CEO Kindler is making sure the Wyeth acquisition isn't like prior slash-and-burn mergers. This time, the focus is on preserving—and enhancing—R&D
Pfizer (PFE) CEO Jeffrey Kindler, who took the top job in 2006, wrote another very large chapter in Pfizer's lengthy acquisition history when he announced the acquisition of Wyeth in January for $68 billion in cash and stock. Kindler's predecessors bought Warner-Lambert in 2000 for $90 billion and Pharmacia for $60 billion in 2003, plus numerous small biotechs, creating the world's largest pharmaceutical company in the process.

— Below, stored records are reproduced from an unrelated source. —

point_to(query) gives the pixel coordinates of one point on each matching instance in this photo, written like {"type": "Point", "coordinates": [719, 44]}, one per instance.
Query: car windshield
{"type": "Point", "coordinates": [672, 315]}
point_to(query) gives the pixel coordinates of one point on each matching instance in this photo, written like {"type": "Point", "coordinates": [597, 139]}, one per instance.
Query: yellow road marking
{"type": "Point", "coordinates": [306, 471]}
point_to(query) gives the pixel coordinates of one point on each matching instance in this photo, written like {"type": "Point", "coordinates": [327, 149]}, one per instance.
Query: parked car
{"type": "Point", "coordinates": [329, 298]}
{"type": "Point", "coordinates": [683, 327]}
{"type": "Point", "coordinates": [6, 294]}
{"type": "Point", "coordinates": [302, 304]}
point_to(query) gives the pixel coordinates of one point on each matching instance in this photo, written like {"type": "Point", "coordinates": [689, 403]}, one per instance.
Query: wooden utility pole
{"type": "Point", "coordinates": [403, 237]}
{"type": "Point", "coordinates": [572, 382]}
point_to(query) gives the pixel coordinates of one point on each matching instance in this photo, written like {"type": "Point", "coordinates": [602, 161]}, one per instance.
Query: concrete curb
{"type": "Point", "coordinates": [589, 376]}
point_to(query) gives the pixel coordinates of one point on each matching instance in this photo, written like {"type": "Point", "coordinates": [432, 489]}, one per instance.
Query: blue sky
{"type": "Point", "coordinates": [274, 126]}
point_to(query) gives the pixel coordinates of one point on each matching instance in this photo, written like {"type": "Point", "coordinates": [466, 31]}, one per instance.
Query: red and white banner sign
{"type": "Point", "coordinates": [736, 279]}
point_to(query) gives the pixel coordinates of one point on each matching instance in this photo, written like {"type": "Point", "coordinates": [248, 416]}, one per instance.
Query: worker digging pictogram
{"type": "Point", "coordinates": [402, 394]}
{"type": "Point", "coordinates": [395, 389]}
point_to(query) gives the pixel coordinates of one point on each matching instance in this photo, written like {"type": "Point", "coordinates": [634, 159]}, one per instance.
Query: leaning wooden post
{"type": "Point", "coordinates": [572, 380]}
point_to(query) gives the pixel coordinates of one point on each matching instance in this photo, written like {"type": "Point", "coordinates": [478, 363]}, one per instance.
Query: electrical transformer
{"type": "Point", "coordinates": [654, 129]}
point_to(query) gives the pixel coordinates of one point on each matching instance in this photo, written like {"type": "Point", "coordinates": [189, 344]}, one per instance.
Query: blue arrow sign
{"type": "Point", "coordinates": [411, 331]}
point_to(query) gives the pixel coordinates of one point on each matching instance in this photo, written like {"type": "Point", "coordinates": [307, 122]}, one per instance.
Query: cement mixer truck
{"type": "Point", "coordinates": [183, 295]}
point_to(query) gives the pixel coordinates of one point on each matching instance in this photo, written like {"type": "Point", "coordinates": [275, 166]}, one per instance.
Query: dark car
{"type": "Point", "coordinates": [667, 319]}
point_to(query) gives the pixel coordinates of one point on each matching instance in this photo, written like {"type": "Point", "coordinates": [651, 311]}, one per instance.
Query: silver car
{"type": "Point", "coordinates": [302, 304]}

But Kindler is determined to create a different kind of merger this time around—namely, one that brings more to the table than cost-cutting. The Warner-Lambert and Pharmacia mergers led to brutal staff cutbacks and some immediately short-term efficiencies, but neither deal gave Pfizer what it needs most—robust research and development projects that produce promising new drugs. In fact, Pfizer has not gotten a new drug from its own labs to the market for more than 10 years—any drugs approved over the past decade were acquired, not homegrown. Meanwhile, the company is facing a massive loss of revenue when anti-cholesterol treatment Lipitor, the world's best-selling drug, loses patent protection in 2011. Currently 25% of Pfizer revenues come from Lipitor, and analysts expect 70% of those sales will have disappeared by 2015, with nothing in the pipeline to replace them.
Kindler says he bought Wyeth as much for its research pipeline as for the chance to gain savings through economies of scale. "It's about creating a broad, diversified portfolio," he said of the deal, not "a single product, or cost cutting." He also said he "has obviously learned a lot from our prior acquisitions," and this time around pledges to do layoffs without harming research & development. Shortly after sealing the deal, Kindler announced that he would divide the merged R&D operations into two pieces, one for traditional drug development and another for biotech drugs, made from large proteins. Pfizer has had little success in biotech to date and bought Wyeth in part for its own strong portfolio of experimental proteins. Each division will have its own chief, and rather than oust all the Wyeth scientists, Kindler says Wyeth R&D chief Mikael Dolsten will be in charge of the biotech segment. "Creating two distinct, but complementary, research organizations, led by the top scientist from each company, will provide sharper focus, less bureaucracy, and clearer accountability in drug discovery," said Kindler.